The Emotion Map: The Wheel of Emotions for Deep Understanding
Following on from the series, we can now say, that we know we need to create content that makes people feel something. We have a toolkit for how to craft that emotional work. And we understand that this emotion needs a home. A community campfire where it can be shared, amplified, and transformed into a living culture.
But there's a foundational skill required for all of this: empathy.
What if you could understand not just what your customers do, but what they feel? What if you had a map to their emotional world, allowing you to connect with them on whole different level of emotion?
Such a map actually exists. So let’s see how we can read it. It is immensely helpful in creating a more effective approach to content, community, and brand building.
First, We Need to Better Understand Emotions
There is a reason why we have art, music, and literature. It's because emotions are really hard to understand, and even harder to articulate. We have these creative tools that help us express what we’re feeling, as words are sometimes too clumsy to capture the nuance of what our emotional reality is.
Try it for a moment: what are you feeling right now? Once you find a word that you feel best describes your current emotion, go a little deeper. Chances are it’s not the only emotion you’re having. Context matters for our emotional state just as much, what came before, and what your brain is expecting next.
This complexity is where so much messaging and content misses out. We aim for broad targets like "happiness" or "trust" without understanding the intricate layers that make up those feelings. Luckily, we have a handy tool, a map, to help us here. The American psychologist Robert Plutchik produced a wheel of emotions that at its centre has the prime emotions. The further out you move from the centre, the more nuanced the emotional description becomes.
While it doesn't map all 34.0000 of individual emotions we're capable of experiencing, it is a helpful guide for identifying the deeper-rooted emotions that dictate our behaviour and decision making.
The Emotional Exercise: Map Your User’s Emotional Journey
You can use the wheel to map feelings towards a brand. But to build true empathy, we must go further. We need to stop thinking about ourselves and start mapping our customer's emotional state throughout their entire journey with us.
Let's break it down into three stages. Grab the Wheel of Emotions and start mapping.
1. The "Before" State (Living with the Problem)
Before your customer even knows you exist, what do they feel in relation to the problem you solve?

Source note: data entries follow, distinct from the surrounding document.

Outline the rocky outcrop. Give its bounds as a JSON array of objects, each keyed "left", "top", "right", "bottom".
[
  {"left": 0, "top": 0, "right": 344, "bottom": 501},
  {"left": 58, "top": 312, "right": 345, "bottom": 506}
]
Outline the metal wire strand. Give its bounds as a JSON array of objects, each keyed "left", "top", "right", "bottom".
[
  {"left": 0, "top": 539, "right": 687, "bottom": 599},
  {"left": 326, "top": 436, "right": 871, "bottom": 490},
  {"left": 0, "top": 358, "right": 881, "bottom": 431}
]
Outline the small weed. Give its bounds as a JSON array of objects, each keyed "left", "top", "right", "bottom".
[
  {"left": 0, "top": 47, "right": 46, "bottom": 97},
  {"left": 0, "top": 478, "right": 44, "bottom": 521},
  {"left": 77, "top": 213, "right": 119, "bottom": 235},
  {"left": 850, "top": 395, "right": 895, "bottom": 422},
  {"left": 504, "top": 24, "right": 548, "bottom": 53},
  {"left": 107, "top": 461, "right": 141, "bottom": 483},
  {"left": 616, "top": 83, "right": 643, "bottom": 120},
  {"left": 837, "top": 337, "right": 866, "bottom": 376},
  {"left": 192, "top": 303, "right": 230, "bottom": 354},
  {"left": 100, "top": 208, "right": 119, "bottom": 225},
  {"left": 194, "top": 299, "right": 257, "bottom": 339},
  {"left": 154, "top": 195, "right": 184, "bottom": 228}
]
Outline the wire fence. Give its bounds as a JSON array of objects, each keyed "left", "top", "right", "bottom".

Are they feeling Annoyance at a recurring inconvenience, which is starting to turn into Anger? Are they feeling Apprehension about making a big purchase decision, leading to a state of Fear? Or are they simply feeling Boredom with their current offer of games, which offers Interest in something new? Don't guess. Use online comments, reviews, social listening data, interviews, and support tickets to find the real emotional starting point.
2. The "During" State (Engaging to find a Solution)

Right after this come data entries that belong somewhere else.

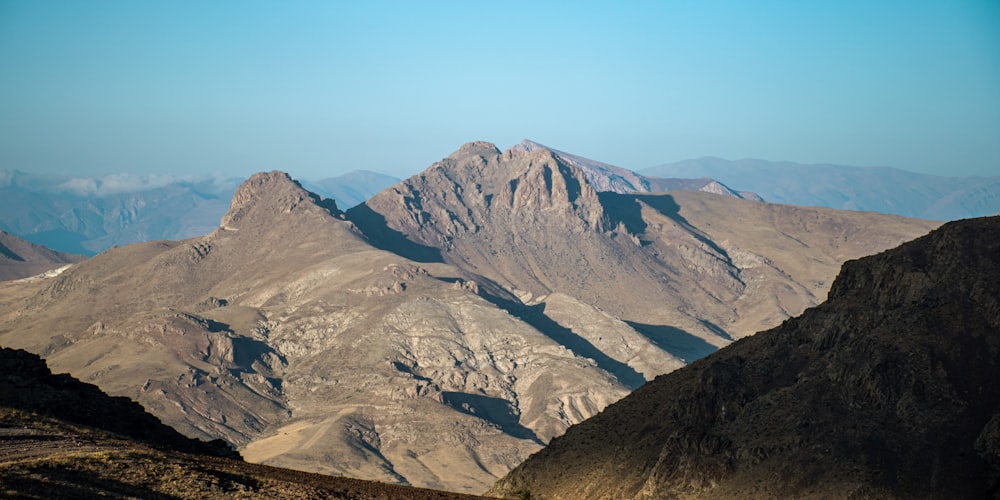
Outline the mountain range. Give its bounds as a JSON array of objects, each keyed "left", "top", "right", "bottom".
[
  {"left": 6, "top": 141, "right": 991, "bottom": 258},
  {"left": 644, "top": 157, "right": 1000, "bottom": 221},
  {"left": 490, "top": 215, "right": 1000, "bottom": 499},
  {"left": 0, "top": 142, "right": 939, "bottom": 493}
]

What do they feel as they interact with your brand for the first time? As they browse your website, read your content, sign up to a mailing list, create an account, speak to your sales team?
Is your long winded checkout process causing Annoyance? Does your clear, confident guarantee provide Reassurance? Does a surprisingly insightful blog post create Curiosity? This is where your brand makes its first emotional impression. Mapping this stage honestly can reveal painful friction points or highlight hidden strengths.

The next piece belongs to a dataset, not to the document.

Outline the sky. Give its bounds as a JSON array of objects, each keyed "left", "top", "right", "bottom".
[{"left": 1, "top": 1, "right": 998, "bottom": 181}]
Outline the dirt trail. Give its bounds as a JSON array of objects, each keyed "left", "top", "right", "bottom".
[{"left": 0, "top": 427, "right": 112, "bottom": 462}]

3. The "After" State (A Problem Solved)
This is the most important stage. After they've used your product or service, what is the ideal emotional outcome you have delivered?
This is your brand's emotional promise. Do you provide the Serenity that comes from a complex task made simple? Do you creating an emotional ‘high’ of achieving a long term goal? Do you foster a sense of Appreciation for the quality and care you provide? This "After" state is the emotional destination. This is what you ultimately sell.
From Empathy Map to Action Plan
This three stage map is more than an interesting exercise, it's a strategic basis for your entire brand.
From Empathy to Content: This map is your content strategy. If your customer's "Before" state is Fear and Apprehension, your content must be designed to create Trust and Reassurance. Your blog posts, videos, and social media could be filled with testimonials, clear explanations, and reassuring language. If their desired "After" state is Joy or Fulfilment, your marketing must showcase that feeling vividly. This is how you use the "How-To Toolkit" effectively.
From Empathy to Community: This map is your culture foundation. If you know your audience's journey is one of moving from Annoyance to Serenity, your community manager's role is to create a space that feels calm, supportive, and helpful. The "Community Campfire" must provide the right kind of warmth. The tone of conversations, the type of content shared, and the way members are celebrated should all reinforce that core emotional promise.
The most successful and beloved brands of the future will be the ones who listen the deepest. Using the Wheel of Emotions isn't really about manipulation, it's about developing deepest empathy. It's about having the respect to understand the complex emotional worlds of your customers and the integrity to acknowledge and serve them.
The subsequent connection you build will be your greatest brand asset weathering storms and changes.